Pada PMB ini, tercatat mahasiswa termuda untuk Program Sarjana adalah Andi Safa Afianzar (TPB-FMIPA) umur 16 tahun, Program Magister yaitu Talitha Kayla Amory (Informatika-STEI) umur 19 tahun 11 bulan, Program Doktor yaitu Syed Saquib (Teknik Kimia-FTI) usia 22 tahun 7 bulan. Selain itu, terdapat mahasiswa tertua pada Program Doktor yaitu Rudy Setyo Purnomo (Prodi Sains Management-SBM) dengan usia 69 tahun 5 bulan.

"ITB memang memberikan kesempatan kepada siapapun untuk mengikuti perkuliahan tanpa memandang asal daerah, gender, serta usia, sepanjang memang memenuhi kualifikasi akademik,” kata Prof. Jaka.

Prof. Jaka kemudian menyampaikan Harkat Pendidikan sangat penting bagi ITB. Harkat pendidikan dapat dimaknai sebagai kemuliaan Pendidikan di ITB yang terletak pada nilai-nilai luhur dan kecakapan yang menjadi panduan dan dilaksanakan selama menjalani pendidikan di ITB.

“Harkat pendidikan menjadi begitu penting karena perkembangan teknologi dan perkembangan humanity dalam dua dekade terakhir begitu cepat berubah dan tidak bisa diprediksi. Turbulensi ini akan menjadi norma di abad 21,” ujarnya.

Harkat Pendidikan ITB memaknai kembali moto “In Harmonia Progressio” yang menjadi landasan membangun kehidupan kampus sejak 1920 ke dalam konteks kekinian, yaitu keselarasan dalam empat dimensi kemanusiaan: fisik, nalar, emosi, dan spiritual.

Di atas nilai-nilai keselarasan itu, perlu dibangun pula kecakapan yang menjadi bekal bagi seluruh lulusan ITB. Terdapat tiga kecakapan yang perlu dibangun, yaitu pengetahuan, keterampilan, dan sikap.

Prof.

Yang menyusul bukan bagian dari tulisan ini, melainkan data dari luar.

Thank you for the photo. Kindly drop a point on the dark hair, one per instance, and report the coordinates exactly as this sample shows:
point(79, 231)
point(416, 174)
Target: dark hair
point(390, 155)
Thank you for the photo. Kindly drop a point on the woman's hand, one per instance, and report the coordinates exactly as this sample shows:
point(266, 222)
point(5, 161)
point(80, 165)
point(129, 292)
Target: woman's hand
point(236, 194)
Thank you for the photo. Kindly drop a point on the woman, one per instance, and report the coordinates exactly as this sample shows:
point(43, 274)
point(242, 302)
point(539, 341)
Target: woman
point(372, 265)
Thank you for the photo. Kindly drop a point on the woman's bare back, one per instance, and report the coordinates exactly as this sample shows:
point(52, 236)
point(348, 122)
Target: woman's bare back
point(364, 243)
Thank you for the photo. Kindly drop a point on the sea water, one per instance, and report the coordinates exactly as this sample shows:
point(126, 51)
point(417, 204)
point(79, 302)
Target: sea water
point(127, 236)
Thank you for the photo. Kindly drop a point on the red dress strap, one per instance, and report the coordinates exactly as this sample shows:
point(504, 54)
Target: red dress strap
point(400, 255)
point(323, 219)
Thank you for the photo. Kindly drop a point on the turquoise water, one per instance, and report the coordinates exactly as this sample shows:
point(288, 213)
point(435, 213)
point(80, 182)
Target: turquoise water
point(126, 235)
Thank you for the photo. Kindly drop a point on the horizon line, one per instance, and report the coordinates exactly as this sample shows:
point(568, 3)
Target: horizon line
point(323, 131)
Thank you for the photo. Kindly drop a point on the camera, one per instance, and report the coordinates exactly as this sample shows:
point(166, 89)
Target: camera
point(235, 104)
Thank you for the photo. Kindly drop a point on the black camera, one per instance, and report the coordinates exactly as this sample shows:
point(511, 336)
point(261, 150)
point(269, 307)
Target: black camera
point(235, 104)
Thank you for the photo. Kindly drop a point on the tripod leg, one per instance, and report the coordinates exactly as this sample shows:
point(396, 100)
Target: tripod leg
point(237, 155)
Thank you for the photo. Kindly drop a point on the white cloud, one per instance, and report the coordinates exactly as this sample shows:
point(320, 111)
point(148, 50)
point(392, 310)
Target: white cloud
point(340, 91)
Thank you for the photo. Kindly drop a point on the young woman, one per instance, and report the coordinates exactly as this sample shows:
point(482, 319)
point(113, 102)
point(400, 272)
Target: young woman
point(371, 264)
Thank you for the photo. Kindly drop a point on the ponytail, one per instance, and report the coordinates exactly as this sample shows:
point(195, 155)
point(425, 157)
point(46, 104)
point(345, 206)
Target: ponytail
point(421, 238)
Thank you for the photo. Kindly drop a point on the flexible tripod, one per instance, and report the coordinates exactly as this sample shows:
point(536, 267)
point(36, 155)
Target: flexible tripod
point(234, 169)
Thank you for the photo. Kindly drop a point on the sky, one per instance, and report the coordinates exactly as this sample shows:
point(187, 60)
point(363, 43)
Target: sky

Jaka mengingatkan bahwa jalan menuju masa depan akan sangat bergejolak, penuh ketidakpastian, dan memiliki kompleksitas yang tinggi. Untuk itu, nilai-nilai akademik yang tertanam di Kampus ITB perlu dipegang teguh di mana pun lokasi kampus berada karena nilai-nilai ITB tidak bergantung lokasi dan tidak lekang oleh waktu.

Pada kesempatan tersebut, Prof. Jaka berpesan kepada mahasiswa baru untuk mengikuti sebaik-baiknya seluruh proses akademik ITB, dan jadikan atmosfer akademik ITB sebagai budaya bekerja dan  belajar. Atmosfer akademik itu merupakan lingkungan dinamis yang tidak dipengaruhi oleh daring atau luring.

“Kondisi pandemi ini dimaknai sebagai tantangan untuk berinovasi. Itulah semangat ITB, itulah semangat yang diwariskan oleh pendahulu ITB, yang harus terus dilestarikan,” pesannya seperti dikutip dari laman ITB.

Sementara itu, Rektor ITB Prof. Reini Wirahadikusumah menyampaikan selamat datang kepada putra dan putri terbaik bangsa di Institut Teknologi Bandung. Selamat mengisi hari-hari produktif di masa muda untuk menjadi insan dewasa yang sebaik-baiknya, yaitu menjadi insan yang paling bermanfaat bagi orang lain.

“Dalam keharmonian, kita bersama-sama menghadapi masa sulit, dalam keharmonian, kita maju bersama ‘In harmonia progressio’,” pungkasnya.